Foreign and Turkish psychologists exchanged their experiences on mental health of migrant youth

Within the project, of which Association for Solidarity with Asylum Seekers and Migrants (ASAM) is a Turkish partner, psychologists and social service employees working in six different countries in the field of migration came to Turkey. During the meetings that were held, foreign experts shared their respective experiences with their Turkish colleagues.

Social service experts practicing in the field of migration in Poland, Greece, Italy, Bulgaria, Hungary and Germany came to Turkey for a training seminar both to share their experiences and to get familiar with the related knowledge in Turkey. Having come to Turkey in scope of the “Exchange and Learning for Psychologists  and Social Workers: Integration of Youths with Migration Background Project”, of which Association for Solidarity with Asylum Seekers and Migrants (ASAM) is the Turkish partner, 15 psychologists and social service experts were informed about the works undertaken and psychosocial support services provided by ASAM in relation to mental health of asylum seekers, and also ASAM’s related experiences were shared and the importance of inclusive and integrated services for integration was explained.

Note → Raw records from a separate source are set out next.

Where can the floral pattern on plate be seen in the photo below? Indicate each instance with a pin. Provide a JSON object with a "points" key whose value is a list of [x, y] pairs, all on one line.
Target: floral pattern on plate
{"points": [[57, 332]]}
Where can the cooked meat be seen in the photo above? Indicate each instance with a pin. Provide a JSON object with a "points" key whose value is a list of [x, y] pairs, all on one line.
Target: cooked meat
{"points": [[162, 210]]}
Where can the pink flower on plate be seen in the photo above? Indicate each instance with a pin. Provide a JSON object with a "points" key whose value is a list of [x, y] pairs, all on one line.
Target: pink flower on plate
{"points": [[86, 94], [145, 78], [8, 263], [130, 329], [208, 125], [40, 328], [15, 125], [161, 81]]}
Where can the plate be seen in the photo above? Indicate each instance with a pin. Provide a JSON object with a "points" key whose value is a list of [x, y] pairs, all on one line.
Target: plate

As part of the training, the psychologists and social service experts paid a visit to ASAM offices. During the meetings held, the experts were informed about the works done in the field of mental health and psychosocial support in Turkey, the country hosting the largest number of asylum seekers in the world, and they shared the experiences of their respective countries. ASAM Deputy General Coordinator Ayşegül Yalçın Eriş stated, “Studies show that incidence of traumatic experiences and depression is higher in asylum seekers and migrants in Europe than in the general population. There is only a limited number of studies as regards the link between the mental health of migrants and their integration into life in their country of residence. In some countries, migrants and asylum seekers might have quite limited access to mental health support. Turkey’s experience and knowledge in the regard is of significant importance. With this project, it is aimed to learn by exchanging experiences gained and good practices developed in various processes in different countries.”